The crucial geometric truth to note is that:

$CJ = CG, AG = AF, BF = BJ$

This follows from the fact that:

$\triangle CEJ \cong \triangle CEG$, $\triangle AEF \cong \triangle AEG$ and $\triangle BEF \cong \triangle BEJ$

This is a direct consequence of the point $E$ being the center of the incircle of $\triangle ABC$.

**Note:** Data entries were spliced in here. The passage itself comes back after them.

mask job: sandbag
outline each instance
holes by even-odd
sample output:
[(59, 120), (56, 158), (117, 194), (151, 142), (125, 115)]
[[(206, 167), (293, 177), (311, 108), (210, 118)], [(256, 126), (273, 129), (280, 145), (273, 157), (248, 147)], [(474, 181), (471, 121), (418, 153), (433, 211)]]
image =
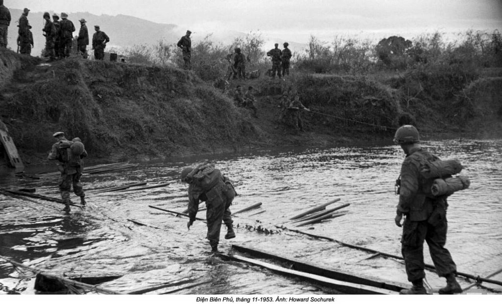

Then it is just a matter of algebra.

Let $AF = a, FB = b, CJ = c$.

 $\displaystyle \paren {a + b}^2 + \paren {b + c}^2$ $=$ $\displaystyle \paren {a + c}^2$ Pythagoras's Theorem $\displaystyle \leadsto \ \$ $\displaystyle a^2 + 2 a b + b^2 + b^2 + 2 b c + c^2$ $=$ $\displaystyle a^2 + 2 a c + c^2$ $\displaystyle \leadsto \ \$ $\displaystyle a b + b^2 + b c$ $=$ $\displaystyle a c$ $\displaystyle \leadsto \ \$ $\displaystyle a b + b^2 + b c + a c$ $=$ $\displaystyle 2 a c$ $\displaystyle \leadsto \ \$ $\displaystyle \paren {a + b} \paren {b + c}$ $=$ $\displaystyle 2 a c$

$\blacksquare$

## Source of Name

This entry was named for Matt Westwood.